A few reliable metrics to determine this, Charas said, are by calculating an organization’s human capital return on investment (HCROI), human capital value add, revenue factor, income factor and profitability factor, and then determine whether those metrics have shifted pre- and post-COVID.
This, however, might be where a pain point exists for some HR departments. WorldatWork’s “People Analytics Study” from March 2021 found that most organizations lack analytic proficiency to prescribe specific actions to change outcomes for business challenges and HR functions. Additionally, the survey found that people analytics is most often unstructured in organizations and typically performed informally by HR employees.
Real data analysis is required to pinpoint and solve the problem, Charas said.
“You can’t base your assessment based on subjective evaluation — you have to crunch the numbers,” she explained. “You might find that someone you believe isn’t working as many hours is still producing expected results.”
If an organization does find that it has a productivity issue at the end of the analysis, there are ways to determine the root cause. Related to quiet quitting, if engagement is believed to be the culprit, Michael Piker, global DE&I and reward director at Flutter Entertainment, Plc, which operates sports betting, gaming and entertainment brands, said organizations should evaluate a couple specific areas of data to confirm.
Piker said organizations should first build exit data models that identify why employees are leaving. Second is finding trends on not only why people are leaving the organization but at what rate.
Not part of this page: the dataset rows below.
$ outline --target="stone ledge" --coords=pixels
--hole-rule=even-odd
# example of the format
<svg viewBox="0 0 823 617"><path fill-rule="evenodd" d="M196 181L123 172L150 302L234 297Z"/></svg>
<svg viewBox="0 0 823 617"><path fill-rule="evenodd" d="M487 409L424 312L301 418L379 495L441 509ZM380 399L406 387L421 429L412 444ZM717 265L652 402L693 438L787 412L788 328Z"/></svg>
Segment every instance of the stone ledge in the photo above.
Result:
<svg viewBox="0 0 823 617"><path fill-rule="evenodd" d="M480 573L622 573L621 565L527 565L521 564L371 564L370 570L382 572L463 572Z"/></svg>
Then, organizations must do a sentiment analysis to determine if there is an engagement problem that needs solving. Piker said a common inquiry is finding out whether employees are working more than they had expected to be and if there are higher levels of PTO being taken related to stress or burnout.
He also said perceived quiet quitting in an organization could be the result of micromanagement in addition to being overworked. Thus, it is in fact employees setting boundaries. This too can be captured with continuous feedback data, which is why the annual review approach is viewed as outdated.
“I have the ability to see that info and can tell the people who make decisions to do something differently,” Piker said.
Paving the Path to a Solution
Finding the root cause of disengagement or quiet quitting is obviously critical, but ultimately unfruitful if correct solutions aren’t put into place to improve the situation.
On quiet quitting specifically, Piker said that is a charge for leadership, as it speaks more to the company culture than any problem that can be solved by rewards. Thus, the real power of utilizing people analytics is to provide evidence of a real engagement issue to leadership.
“People have the choice to check out their sentiment of expression versus fact,” Piker said. “If you’ve analytically proven through evidence predictively that you do have a higher propensity of quiet quitting, bring that evidence to fruition and have stakeholders adjudicate a decision around that on a meta basis.”
Charas added that HR should be able to model how much attrition is costing the company and where specifically the most turnover is taking place.
“If you’re smart enough to listen to the signals in your organization generated by the data analytics, you can diagnose what the problem is and then solve that problem,” she said. “If you don’t know what the problem is how can you solve it?
“Quiet quitting is a signal. Now you have to unpack the data to find what the root cause of it is.”
The value of doing so is immense, Charas said. Research from Moneyball HCM and the Conference Board found that organizations that use human capital analytics to make human capital more efficient and effective had an HCROI three times higher than organizations that don’t. Additionally, the former companies have 25% higher profitability than their competitors.
“Not only are you helping your employees,” Charas said, “but you’re more profitable because your employees stay longer, they perform better — you invest in them, they provide for you.”